As we host our 6th Annual Pack A Purse Drive™ in December 2012, we will use the Teen Toolbox blog as a platform to spread inspiration and hope by highlighting the triumphs of successful women foster care alumni

 

Nicki Sanders, MSW, Chief Visionary Officer

The Teen Toolbox provides youth portfolio development and civic engagement and academic empowerment strategies to help teens set goals for life after high school and create a road map to reach those goals through its PACKAGED FOR SUCCESS™ Programs.  We are committed to supporting and raising awareness about the needs and potential of teenagers in the foster care system. 

 

 

Comments 5

  • All to often I hear stories about the lives of people that were unable to beat the odds against them, stories if people that the system has failed them, and/or stories of people that never were able to heal from wounds of childhood. Reading a story that is so uplifting and pours hope into the lives of those who still have a chance at life is so inspiring. Thank you for sharing your story.

    • Glori, thank you for reading and sharing how the testimony impacted you. I too am inspired by the strength and dedication of the women who are making the world a better place by raising their voices.

  • First I want to thank you for sharing your story and empowering our youth to strive for excellence. My name is Margarita Davis-Boyer I am the older youth services coordinator for DHS Department of Human Services in Philadelphia. I service youth ages 14-21 who are in foster care. I must say that your testimony is excellent in addition to your vision and mission. I am inquiring if our youth who are in foster care can benefit from hearing you speak, etc? Many of our youth have overcome obstacles of physical abuse, sexual abuse, mental abuse, verbal abuse, neglect, etc.
    Our youth attend a center which is the Achieving Independence Center located in down town Philadelphia. We provide services for youth to have better outcomes when they age out of care due to several statistics showing that youth who age out of care become homeless, incarcerated, etc. Our mission is important to me because I actually was in foster care myself and have adopted my younger sister out of care.

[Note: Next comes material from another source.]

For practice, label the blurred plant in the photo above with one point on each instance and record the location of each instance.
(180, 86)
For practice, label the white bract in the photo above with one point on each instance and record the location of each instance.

    Again if we could consult on a way for our youth to benefit from your empowering story and success that would be great!

    • Margarita, I am grateful that you were inspired by Nikki’s story. I am even more appreciative that this blog has been a catalyst for connecting others who also work to improve the lives of youth in foster care. If there is any way that I can also be of service to your youth and staff please don’t hesitate to contact me. Nikki, you are awesome!

  • Thank you Glori. I am thankful that my story is able to bring hope to others.